Philip le cogió las manos y la miró a los ojos.

—Si lo haces, Aliena, habrás salvado la catedral —le dijo con fervor.

La actitud de Aliena era solemne.

—Vos me salvasteis en una ocasión, ¿no es verdad?

—Así es.

—De manera que yo haré lo mismo con vos.

—¡Dios te bendiga!

La abrazó embargado por la gratitud; pero, recordando al punto que era una mujer, se apartó presuroso y dijo:

—No sé cómo darte las gracias. Me encontraba ya al borde de la desesperación.

Aliena se echó a reír.

—No estoy segura de ser merecedora de tanto agradecimiento. Seguramente saldré muy beneficiada con este acuerdo.

—Eso espero.

—Sellaremos el trato con una copa de vino —propuso Aliena.

Se interrumpió un instante para pagar al carretero.

La carreta de bueyes había quedado vacía y la lana cuidadosamente almacenada. Philip y Francis salieron del granero mientras Aliena arreglaba cuentas con el hombre que le había traído el cargamento.

Empezaba a ponerse el sol y los trabajadores de la construcción iban regresando a sus hogares. Philip se sentía de nuevo jubiloso. Había encontrado una manera de seguir adelante pese a todos los impedimentos.

—¡Gracias a Dios que nos ha dado a Aliena! —exclamó.

—No me dijiste que fuera tan bella —comentó Francis.

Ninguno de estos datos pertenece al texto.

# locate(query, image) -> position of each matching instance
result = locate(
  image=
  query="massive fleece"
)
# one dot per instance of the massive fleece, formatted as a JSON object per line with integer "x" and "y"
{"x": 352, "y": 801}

—¿Bella? Sí, supongo que lo es.

Francis se echó a reír.

—¡Estás ciego, Philip! Es una de las mujeres más hermosas que jamás he visto. Por ella un hombre podría renunciar al sacerdocio.

Philip miró severo a su hermano.

—No debes hablar así.

—Lo siento.

Aliena se reunió con ellos y cerró la puerta del granero. Luego se dirigieron a su casa. Era grande, con una habitación principal y un dormitorio aparte. En un rincón, había un barril de cerveza; del techo colgaba un jamón entero y la mesa estaba cubierta con un mantel de hilo blanco. Una sirvienta de mediana edad escanció vino de un frasco en cubiletes de plata, para los invitados. Aliena vivía de modo muy confortable.

Si es tan bella
, se decía Philip
¿por qué no ha encontrado marido?
En verdad no había escasez de aspirantes. La habían cortejado cuantos jóvenes prometedores había en el Condado. Pero Aliena los había rechazado a todos. Philip le estaba tan agradecido que quería que fuera feliz.

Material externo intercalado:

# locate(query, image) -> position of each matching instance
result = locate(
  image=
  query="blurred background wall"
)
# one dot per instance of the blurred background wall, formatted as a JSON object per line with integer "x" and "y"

La mente de ella seguía ponderando los detalles prácticos.

—No tendré el dinero hasta después de la Feria del Vellón de Shiring —dijo, una vez que hubieron brindado por el acuerdo.

Philip se volvió hacia Francis.

—¿Esperará Maud?

—¿Cuánto tiempo?

—La feria se celebrará dentro de tres semanas a partir del jueves.

Francis asintió.

—Se lo diré. Y esperará.

Aliena se quitó la cofia y sacudió el ondulado pelo oscuro. Luego, suspiró cansada.

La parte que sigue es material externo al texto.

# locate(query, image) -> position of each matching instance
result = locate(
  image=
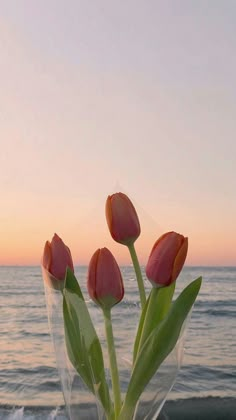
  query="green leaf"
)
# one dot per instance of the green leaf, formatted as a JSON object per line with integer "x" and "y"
{"x": 83, "y": 346}
{"x": 155, "y": 310}
{"x": 158, "y": 345}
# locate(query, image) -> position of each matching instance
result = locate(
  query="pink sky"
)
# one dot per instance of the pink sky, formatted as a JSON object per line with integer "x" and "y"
{"x": 139, "y": 99}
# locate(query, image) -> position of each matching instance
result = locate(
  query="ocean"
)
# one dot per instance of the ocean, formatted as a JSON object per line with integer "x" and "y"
{"x": 29, "y": 383}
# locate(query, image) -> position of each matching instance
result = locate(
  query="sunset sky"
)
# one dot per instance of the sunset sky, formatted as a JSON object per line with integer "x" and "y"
{"x": 103, "y": 96}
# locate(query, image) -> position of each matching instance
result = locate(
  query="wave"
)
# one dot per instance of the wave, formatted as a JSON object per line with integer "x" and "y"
{"x": 209, "y": 408}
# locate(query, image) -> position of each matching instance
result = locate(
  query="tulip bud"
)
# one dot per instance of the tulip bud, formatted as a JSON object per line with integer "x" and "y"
{"x": 167, "y": 259}
{"x": 56, "y": 259}
{"x": 105, "y": 284}
{"x": 122, "y": 219}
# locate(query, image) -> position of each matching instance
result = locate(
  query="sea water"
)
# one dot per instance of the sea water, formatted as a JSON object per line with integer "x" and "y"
{"x": 29, "y": 382}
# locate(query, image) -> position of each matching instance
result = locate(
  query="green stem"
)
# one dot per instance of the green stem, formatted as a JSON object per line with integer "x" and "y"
{"x": 138, "y": 274}
{"x": 113, "y": 361}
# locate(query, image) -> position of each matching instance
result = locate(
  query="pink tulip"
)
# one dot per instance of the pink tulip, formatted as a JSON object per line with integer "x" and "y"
{"x": 122, "y": 219}
{"x": 167, "y": 259}
{"x": 57, "y": 257}
{"x": 105, "y": 284}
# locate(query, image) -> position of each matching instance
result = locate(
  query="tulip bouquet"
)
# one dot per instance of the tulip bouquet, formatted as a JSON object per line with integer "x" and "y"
{"x": 160, "y": 321}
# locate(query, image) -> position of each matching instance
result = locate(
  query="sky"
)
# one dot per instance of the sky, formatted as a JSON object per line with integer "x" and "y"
{"x": 102, "y": 96}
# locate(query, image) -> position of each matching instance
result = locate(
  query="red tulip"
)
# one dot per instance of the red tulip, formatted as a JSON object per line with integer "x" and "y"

—Los días son demasiado cortos —se lamentó—. No consigo hacerlo todo. Quiero comprar más lana; pero he de encontrar carreteros suficientes para llevarla toda a Shiring.

—Y el año próximo todavía tendrás más.

—Me gustaría que fuese posible lograr que los flamencos acudieran aquí a comprar. Para nosotros sería mucho más fácil que tener que llevar toda nuestra lana a Shiring.

—Pero podéis hacerlo —intervino Francis.

Los dos se quedaron mirándolo.

—¿Cómo? —le preguntó Philip.

—Celebrando vuestra propia feria del vellón.

Philip empezó a adivinar lo que quería decir.

—¿Podemos hacerlo?

—Maud os ha concedido exactamente los mismos derechos que a Shiring. Yo mismo escribí vuestra carta de privilegio. Si Shiring puede celebrar una feria del vellón, también podéis hacerlo vosotros.

—¡Caramba! Eso sería algo maravilloso. No tendríamos que llevar todos esos sacos a Shiring. Podríamos hacer aquí los negocios y embarcar la lana directamente con destino a Flandes —exclamó Aliena.

—Eso es lo menos importante —exclamó Philip excitado—. Una feria del vellón da tanto dinero en una semana como un mercado de domingo durante todo el año. Claro que este año no podremos celebrarla, ya que nadie estaría enterado. Pero haremos correr la voz este año, durante la Feria del Vellón en Shiring, de que el año próximo celebraremos la nuestra, asegurándonos de que todos los compradores se enteren de la fecha.

—Shiring lo va a notar mucho —dijo Aliena—. Vos y yo somos los más importantes vendedores de lana de todo el Condado y, si los dos nos retiramos, la feria de Shiring quedara reducida a menos de la mitad de lo que es en la actualidad.

—William Hamleigh perderá dinero. Y se pondrá más furioso que un toro.